Zimbabwean Archbishop Ready to Risk His Life

Archbishop Pius Ncube of Bulawayo urged Zimbabweans to continue their protests against government oppression and said he was willing to risk his life by leading them. We must be ready to stand, even in front of blazing guns, Archbishop Ncube said at a news conference on March 22 in Harare, the capital city. I am ready to stand in front, he told the news conference, organized by the Zimbabwe Christian Alliance. Noting that starvation stalks our land, Archbishop Ncube said people should fill the streets and demand that President Robert Mugabe steps down now. Inflation in Zimbabwe is more than 1,700 percent and there are severe shortages of food, fuel and medicine. Unemployment is close to 80 percent. The biggest problem is that Zimbabweans are cowards, myself included, the archbishop said. He was quoted by Reuters, the British news agency. We must get off our comfortable seats and suffer with the people, he said.
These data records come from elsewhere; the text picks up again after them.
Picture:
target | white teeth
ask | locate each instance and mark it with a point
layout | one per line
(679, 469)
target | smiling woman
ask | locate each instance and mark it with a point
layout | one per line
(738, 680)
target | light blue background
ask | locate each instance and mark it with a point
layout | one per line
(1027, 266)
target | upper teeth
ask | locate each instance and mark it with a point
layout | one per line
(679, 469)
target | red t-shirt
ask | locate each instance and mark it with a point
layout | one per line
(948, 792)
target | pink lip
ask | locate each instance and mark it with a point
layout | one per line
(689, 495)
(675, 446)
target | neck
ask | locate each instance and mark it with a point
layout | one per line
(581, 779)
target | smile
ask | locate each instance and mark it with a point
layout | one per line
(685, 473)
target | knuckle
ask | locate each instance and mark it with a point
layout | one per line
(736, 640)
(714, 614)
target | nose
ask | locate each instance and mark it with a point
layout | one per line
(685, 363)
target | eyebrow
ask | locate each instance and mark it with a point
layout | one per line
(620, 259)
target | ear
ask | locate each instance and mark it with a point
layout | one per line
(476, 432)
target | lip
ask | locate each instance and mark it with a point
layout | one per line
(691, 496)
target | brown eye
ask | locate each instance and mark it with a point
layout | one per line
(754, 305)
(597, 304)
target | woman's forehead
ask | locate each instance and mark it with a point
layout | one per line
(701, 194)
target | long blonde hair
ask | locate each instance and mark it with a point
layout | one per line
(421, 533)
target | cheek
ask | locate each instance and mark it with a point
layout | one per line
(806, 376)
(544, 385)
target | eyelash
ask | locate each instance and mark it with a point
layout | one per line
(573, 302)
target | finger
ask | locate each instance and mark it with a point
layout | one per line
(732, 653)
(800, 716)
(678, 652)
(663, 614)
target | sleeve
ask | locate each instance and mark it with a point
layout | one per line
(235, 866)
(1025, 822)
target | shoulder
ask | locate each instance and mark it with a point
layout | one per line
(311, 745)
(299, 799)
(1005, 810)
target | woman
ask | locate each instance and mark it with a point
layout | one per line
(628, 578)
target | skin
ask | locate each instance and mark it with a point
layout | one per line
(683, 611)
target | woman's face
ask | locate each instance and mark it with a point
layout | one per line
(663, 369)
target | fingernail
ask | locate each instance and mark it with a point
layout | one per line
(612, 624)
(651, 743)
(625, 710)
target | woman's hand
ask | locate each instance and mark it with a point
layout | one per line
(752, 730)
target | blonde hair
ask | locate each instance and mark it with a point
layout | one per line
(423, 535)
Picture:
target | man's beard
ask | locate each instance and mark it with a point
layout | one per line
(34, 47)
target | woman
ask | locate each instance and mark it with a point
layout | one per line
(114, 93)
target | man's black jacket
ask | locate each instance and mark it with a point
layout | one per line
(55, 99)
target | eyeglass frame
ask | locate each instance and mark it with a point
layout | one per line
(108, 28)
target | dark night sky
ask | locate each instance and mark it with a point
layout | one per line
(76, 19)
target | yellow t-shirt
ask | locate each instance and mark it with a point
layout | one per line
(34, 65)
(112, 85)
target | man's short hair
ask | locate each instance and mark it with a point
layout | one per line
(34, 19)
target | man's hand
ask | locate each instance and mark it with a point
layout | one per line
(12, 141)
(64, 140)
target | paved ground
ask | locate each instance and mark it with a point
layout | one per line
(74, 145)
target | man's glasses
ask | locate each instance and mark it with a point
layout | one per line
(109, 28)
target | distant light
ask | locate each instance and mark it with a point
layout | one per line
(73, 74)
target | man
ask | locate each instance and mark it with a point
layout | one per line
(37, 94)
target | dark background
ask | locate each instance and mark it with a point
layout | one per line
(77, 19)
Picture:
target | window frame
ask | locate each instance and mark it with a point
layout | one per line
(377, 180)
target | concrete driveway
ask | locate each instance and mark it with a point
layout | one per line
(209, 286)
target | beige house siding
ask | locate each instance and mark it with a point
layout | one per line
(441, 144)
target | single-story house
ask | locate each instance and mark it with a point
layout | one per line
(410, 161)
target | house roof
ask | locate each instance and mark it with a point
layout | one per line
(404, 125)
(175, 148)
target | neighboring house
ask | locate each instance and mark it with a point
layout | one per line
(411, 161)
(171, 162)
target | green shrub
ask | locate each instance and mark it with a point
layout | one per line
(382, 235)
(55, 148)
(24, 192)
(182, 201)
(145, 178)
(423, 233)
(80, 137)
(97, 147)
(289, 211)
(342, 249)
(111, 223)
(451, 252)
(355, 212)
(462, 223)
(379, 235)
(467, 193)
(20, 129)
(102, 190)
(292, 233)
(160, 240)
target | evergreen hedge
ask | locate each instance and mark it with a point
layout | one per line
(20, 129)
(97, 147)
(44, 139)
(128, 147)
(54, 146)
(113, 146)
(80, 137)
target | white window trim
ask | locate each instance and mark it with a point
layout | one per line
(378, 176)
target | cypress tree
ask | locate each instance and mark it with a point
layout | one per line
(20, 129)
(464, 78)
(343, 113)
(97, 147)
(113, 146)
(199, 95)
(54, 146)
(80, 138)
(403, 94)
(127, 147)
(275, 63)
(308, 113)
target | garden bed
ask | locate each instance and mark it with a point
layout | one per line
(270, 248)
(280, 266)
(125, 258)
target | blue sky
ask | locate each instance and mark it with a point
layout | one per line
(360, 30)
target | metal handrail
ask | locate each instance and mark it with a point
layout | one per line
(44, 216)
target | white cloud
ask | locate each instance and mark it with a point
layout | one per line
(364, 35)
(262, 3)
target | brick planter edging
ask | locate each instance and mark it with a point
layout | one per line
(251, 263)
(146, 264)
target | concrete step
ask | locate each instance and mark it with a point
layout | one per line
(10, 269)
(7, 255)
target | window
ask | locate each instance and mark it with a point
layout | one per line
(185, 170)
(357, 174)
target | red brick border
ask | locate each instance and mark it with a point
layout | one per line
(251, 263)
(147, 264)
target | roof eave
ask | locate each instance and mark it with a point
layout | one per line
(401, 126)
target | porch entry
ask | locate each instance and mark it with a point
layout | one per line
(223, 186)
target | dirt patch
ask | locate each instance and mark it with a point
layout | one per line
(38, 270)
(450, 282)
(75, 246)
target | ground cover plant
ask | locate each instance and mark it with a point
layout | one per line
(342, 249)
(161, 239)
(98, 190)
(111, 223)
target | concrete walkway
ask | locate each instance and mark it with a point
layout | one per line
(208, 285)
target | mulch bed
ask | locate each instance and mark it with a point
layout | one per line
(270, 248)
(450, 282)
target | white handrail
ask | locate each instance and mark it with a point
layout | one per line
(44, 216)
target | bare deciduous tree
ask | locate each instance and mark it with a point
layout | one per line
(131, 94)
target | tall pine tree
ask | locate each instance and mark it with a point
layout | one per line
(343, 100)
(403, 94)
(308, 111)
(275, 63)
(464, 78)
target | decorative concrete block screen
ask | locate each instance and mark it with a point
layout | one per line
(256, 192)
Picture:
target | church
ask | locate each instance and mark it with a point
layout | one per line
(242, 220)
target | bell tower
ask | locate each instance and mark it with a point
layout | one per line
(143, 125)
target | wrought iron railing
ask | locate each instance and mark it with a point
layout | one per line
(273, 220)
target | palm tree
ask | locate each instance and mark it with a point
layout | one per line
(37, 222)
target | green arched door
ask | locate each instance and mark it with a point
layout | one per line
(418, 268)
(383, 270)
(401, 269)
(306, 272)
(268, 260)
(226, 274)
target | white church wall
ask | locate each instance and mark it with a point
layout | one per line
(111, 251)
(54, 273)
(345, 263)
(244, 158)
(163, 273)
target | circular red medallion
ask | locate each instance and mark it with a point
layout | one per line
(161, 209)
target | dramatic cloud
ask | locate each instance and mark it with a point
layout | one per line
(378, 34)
Vatican Paper: Sobrino Right on Gospel and Injustice

The Vatican newspaper, L’Osservatore Romano, said that Jon Sobrino, S.J., whose work was recently criticized by doctrinal authorities, was right in trying to apply the truth of the Gospel to concrete situations of global injustice. Where Father Sobrino risks going astray, the newspaper said, is in proposing a new type of Christology that seems to prefer the Jesus of history to the Christ of faith and downplays his transcendent nature. The article, published on March 24, came 10 days after the Congregation for the Doctrine of the Faith published a note warning of erroneous or dangerous propositions in the work of Father Sobrino, a leading proponent of liberation theology. The newspaper article was written by the Rev. Antonio Stagliano, director of a theological institute in Naples, Italy. Typically, such follow-up articles are arranged by Vatican officials to emphasize and explore arguments in the original notification.

On March 15 the Praesidium of the European Society for Catholic Theology released a message in response to the notification. They said, in part: At first sight, the text of the Notification seems to be written very prudently and clearly avoids any condemnation of the person. A closer reading, however, reveals some problematic aspects, of which the disregard of the theological developments of the last 50 years would seem to be the most serious and disturbing one. Irrespective of the results of recent exegetical, historical-theological and systematic-theological research, the text develops a foremost deductive argument which suffers from a remarkable lack of hermeneutical-theological consciousness. For example, quotations from Scripture, conciliar documents, and recent papal statements are indiscriminately put together with theological concepts and arguments from a diverse provenance. Moreover, the particular historical nature of the questions, along with the hermeneutical complexities, concerning the self-consciousness of Jesus, the way Jesus might have interpreted the salvific value of his own death, seem to be overlooked, at the risk of causing confusion between historical and theological discourses.